I understand the concern you have for your daughters, and in this day and age of smartphones, texting and SEXTING seems to be all the rage with teenagers nowadays. 

IF you decide to to get them phones, which are actually needed in today's world, then I would go with iPhones, but under these conditions:

1. That YOU and only YOU have access to the iTunes account and that you set it up for them. That way they cannot load any chat apps without you knowing.

2. That you will sync their phones to your computer on a weekly basis.

Why? Because you will be able to access the backup data. Any deleted texts will be accessible to you using programs like iPhone Backup Extractor, Mobile Sync Browser, etc.

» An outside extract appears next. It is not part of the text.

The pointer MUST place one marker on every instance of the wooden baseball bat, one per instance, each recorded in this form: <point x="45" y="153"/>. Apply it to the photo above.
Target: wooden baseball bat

Here's a sample of iPhone Backup Extractor:










If you get them an android or blackberry type phone, there are cell phone monitoring software like:

Mobile Spy - Monitor SMS Text Messages, Call Info and GPS Locations on iPhone, BlackBerry, Android, Windows Mobile and Symbian OS Smartphones. Spy Software for Monitoring your Cell Phone

and 

Cell Phone Spy | Spy Mobile Phone Software | Cell Phone Tracker App for iPhone, Blackberry, Android, Symbian/Nokia Spyware

These are often used to monitor children's activities. To use these on iPhones, you will have to jail break the iPhone, if you know how to do that. For Androids, you may have to root the phone. If they complain about privacy, sorry, they have no expectation of privacy until they are adults and are paying for the plans themselves.